Bruce Katz addressed the Brookings Council at the Harvard Club in New York, outlining the unique assets the state can use to transition to the next economy.

Thank you Jim for that kind introduction… and for your sustained support and intellectual contribution to the work of Brookings and the Metropolitan Policy Program.

Six months from now this state will elect a new governor, incredibly the fourth person to occupy the office in four years.

The new governor will take office at a transformative period in our nation.

The “Great Recession” has been a wake-up call.

It unveiled an economy dangerously out of whack: frenzied with consumption, wasteful in its use of energy, more adept at increasing inequity than sharing prosperity, more successful at exacerbating rather than easing divisions between Wall Street and Main Street.
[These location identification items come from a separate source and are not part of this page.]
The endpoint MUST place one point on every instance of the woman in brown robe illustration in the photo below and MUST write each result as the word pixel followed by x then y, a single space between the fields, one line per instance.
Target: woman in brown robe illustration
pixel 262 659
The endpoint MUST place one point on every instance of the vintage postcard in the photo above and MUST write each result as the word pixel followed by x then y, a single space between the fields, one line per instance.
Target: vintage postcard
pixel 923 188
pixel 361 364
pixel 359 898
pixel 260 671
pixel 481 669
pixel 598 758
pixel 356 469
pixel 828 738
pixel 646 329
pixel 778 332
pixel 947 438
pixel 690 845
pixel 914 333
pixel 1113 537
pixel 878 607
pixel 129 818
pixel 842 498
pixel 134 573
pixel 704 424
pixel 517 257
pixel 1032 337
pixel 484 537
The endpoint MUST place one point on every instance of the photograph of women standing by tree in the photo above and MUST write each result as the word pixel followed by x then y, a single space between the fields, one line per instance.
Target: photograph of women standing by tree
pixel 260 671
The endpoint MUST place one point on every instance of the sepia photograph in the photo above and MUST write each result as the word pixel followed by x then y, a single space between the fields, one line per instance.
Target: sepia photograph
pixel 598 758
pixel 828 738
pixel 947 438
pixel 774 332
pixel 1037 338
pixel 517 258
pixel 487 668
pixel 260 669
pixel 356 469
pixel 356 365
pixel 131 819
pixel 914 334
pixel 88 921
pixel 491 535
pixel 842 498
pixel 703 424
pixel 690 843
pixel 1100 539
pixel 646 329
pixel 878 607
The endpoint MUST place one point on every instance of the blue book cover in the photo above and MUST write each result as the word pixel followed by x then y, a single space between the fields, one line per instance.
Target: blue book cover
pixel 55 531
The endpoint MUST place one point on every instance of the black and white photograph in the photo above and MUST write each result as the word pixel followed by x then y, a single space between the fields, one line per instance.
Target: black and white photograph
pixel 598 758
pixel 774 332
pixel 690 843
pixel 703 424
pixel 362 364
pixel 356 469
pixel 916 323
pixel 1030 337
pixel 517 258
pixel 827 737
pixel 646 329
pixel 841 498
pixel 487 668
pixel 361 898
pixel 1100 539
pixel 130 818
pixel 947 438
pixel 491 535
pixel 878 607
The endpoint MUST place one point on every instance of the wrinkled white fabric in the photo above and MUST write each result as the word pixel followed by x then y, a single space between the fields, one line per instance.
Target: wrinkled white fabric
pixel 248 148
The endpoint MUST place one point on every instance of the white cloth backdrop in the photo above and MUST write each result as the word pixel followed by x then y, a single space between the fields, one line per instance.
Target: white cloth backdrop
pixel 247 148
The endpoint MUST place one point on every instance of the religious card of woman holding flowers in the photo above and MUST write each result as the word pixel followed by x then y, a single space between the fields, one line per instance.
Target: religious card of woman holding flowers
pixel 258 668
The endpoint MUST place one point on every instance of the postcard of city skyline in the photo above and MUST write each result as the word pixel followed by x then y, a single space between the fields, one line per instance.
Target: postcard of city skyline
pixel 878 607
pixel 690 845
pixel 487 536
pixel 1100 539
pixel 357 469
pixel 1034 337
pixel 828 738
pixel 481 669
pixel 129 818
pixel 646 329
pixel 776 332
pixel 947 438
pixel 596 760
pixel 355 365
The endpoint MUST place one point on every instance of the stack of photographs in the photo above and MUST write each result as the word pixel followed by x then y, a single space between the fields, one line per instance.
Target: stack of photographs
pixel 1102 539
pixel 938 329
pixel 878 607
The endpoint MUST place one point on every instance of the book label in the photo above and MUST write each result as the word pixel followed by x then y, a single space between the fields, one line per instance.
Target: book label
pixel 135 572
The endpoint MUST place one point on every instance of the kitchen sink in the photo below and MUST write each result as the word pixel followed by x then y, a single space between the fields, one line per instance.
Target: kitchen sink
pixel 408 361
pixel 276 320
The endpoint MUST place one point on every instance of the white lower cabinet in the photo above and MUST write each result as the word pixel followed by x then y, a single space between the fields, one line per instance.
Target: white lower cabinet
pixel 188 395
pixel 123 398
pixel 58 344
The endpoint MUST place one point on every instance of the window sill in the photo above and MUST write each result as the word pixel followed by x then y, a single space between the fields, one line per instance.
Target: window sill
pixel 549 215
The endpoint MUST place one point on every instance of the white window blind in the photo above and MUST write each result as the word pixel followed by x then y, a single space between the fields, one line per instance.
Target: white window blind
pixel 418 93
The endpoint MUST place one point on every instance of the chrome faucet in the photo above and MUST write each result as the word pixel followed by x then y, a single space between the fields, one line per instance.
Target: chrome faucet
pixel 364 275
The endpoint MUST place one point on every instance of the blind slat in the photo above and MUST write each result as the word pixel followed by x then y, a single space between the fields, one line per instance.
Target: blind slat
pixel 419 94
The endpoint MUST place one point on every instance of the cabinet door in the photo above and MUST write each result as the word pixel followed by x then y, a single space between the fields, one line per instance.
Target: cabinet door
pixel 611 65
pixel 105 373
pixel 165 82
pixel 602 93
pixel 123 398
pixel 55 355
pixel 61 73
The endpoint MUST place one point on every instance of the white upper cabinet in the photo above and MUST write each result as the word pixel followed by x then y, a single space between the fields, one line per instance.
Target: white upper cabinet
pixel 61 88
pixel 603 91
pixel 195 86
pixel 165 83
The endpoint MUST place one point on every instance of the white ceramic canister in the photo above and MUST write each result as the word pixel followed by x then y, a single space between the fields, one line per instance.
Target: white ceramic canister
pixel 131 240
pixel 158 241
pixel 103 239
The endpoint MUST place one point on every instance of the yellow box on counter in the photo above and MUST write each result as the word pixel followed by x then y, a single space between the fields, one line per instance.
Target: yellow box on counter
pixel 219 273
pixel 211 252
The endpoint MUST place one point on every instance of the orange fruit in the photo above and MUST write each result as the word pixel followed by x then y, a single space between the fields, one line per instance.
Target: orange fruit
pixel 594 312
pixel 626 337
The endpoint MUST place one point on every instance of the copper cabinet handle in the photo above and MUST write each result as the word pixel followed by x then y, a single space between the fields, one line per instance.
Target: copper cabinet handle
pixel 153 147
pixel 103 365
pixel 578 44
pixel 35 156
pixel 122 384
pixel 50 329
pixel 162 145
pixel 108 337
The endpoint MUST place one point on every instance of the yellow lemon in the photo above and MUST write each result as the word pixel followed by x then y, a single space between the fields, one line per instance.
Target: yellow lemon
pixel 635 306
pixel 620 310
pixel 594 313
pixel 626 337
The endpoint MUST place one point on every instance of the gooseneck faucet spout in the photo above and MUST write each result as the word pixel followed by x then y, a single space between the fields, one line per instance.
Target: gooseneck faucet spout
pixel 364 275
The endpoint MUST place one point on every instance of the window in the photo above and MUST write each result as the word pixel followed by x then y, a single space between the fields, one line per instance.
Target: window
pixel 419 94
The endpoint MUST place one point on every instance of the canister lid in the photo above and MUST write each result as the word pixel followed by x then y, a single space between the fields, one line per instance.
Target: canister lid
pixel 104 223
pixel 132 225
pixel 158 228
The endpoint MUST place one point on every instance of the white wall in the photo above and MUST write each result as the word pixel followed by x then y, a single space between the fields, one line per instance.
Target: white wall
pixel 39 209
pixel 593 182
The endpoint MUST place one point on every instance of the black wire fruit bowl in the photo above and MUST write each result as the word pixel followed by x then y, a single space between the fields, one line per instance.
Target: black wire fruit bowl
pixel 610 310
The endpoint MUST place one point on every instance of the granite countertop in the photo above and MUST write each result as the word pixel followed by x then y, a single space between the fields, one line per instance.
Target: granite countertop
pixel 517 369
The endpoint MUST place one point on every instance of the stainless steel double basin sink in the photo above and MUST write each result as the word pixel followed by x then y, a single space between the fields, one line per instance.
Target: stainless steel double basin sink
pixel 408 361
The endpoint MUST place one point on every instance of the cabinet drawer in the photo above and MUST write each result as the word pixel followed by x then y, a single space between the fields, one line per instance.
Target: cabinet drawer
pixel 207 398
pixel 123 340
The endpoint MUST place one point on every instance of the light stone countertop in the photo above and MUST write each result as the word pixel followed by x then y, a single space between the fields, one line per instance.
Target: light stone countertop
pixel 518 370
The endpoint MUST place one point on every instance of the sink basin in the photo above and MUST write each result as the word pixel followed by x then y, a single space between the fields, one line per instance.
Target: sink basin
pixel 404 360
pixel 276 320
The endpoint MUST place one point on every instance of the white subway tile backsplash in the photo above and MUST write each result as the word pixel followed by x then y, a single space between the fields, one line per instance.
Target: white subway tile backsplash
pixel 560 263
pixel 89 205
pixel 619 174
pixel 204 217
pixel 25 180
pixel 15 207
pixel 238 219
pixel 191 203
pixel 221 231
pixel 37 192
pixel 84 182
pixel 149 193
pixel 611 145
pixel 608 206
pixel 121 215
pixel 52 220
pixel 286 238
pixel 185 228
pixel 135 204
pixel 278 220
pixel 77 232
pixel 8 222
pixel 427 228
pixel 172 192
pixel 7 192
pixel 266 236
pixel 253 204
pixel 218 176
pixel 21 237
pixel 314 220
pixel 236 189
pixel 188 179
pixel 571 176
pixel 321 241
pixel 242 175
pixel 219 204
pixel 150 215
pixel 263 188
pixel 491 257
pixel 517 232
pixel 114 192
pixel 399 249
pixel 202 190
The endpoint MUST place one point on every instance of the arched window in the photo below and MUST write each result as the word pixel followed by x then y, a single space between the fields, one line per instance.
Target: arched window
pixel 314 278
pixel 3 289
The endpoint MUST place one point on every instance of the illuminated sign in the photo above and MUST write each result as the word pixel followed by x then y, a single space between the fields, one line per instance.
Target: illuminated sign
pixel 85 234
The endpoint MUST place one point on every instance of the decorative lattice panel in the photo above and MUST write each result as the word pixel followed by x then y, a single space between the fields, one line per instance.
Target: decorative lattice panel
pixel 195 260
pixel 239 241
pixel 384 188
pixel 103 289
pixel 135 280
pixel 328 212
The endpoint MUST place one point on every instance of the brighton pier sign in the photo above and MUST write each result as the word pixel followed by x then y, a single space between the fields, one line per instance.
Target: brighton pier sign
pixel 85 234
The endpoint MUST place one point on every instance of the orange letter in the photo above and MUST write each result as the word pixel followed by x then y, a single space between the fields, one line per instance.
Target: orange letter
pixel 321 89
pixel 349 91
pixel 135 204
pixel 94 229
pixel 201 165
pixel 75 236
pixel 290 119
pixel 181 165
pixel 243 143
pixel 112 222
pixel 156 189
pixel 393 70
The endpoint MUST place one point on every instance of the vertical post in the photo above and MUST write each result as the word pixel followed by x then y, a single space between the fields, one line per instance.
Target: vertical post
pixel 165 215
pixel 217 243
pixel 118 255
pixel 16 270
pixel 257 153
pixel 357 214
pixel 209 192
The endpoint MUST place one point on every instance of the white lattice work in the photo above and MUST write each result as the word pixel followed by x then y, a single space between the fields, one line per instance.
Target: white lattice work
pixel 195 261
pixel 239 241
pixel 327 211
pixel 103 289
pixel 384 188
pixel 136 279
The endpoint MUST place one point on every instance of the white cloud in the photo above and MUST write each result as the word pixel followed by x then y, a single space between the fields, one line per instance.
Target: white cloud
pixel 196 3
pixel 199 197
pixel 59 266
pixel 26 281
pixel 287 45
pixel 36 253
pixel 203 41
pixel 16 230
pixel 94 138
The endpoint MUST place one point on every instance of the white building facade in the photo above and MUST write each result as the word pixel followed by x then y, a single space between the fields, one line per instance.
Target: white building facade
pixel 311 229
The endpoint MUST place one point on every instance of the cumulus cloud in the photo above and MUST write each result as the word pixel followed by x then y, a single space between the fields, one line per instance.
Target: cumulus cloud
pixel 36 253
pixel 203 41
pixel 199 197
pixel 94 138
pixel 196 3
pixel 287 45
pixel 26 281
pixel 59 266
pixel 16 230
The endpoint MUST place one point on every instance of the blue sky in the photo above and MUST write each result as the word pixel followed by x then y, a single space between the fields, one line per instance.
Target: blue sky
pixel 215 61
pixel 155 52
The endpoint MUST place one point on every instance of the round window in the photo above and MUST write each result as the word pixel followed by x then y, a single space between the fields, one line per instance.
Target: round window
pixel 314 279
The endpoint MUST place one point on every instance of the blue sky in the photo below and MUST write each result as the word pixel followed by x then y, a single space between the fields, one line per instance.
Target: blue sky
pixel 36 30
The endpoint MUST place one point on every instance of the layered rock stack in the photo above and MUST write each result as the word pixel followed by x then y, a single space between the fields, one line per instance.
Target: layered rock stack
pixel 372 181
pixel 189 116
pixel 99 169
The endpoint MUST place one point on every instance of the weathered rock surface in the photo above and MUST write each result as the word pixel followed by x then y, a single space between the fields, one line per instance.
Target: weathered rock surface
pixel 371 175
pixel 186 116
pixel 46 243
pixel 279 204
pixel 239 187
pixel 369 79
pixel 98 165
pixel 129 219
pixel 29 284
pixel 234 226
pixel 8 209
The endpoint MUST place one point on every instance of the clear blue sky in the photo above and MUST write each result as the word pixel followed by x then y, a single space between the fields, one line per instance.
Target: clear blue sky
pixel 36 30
It is time to get back on track and lay the foundation for a radically different kind of growth both in New York and in the nation.

In that spirit, I will make the following propositions:

First, the shape of the next American economy must be export-oriented, low carbon, and innovation fueled. This is a vision where we export more and waste less, innovate in what matters, produce and deploy more of what we invent. This is the kind of productive and sustainable economy which must emerge from the rubble of this recession.

Second, New York can play in the next economy, but it requires the state to recognize the dominant roles played by the New York City metro and five other upstate areas—Buffalo, Rochester, Syracuse, Albany, and Poughkeepsie. New York is one of the most metropolitan states in the country, and it is high time it acted like one.

To build the next economy, New York must connect the macro vision to metro reality—the Macro to the Metro. The state must find creative ways, even in these difficult fiscal times, to invest in infrastructure and innovation. It must reform and restructure its post-secondary education system. And it must overhaul local government to better align with the metropolitan geography of the economy.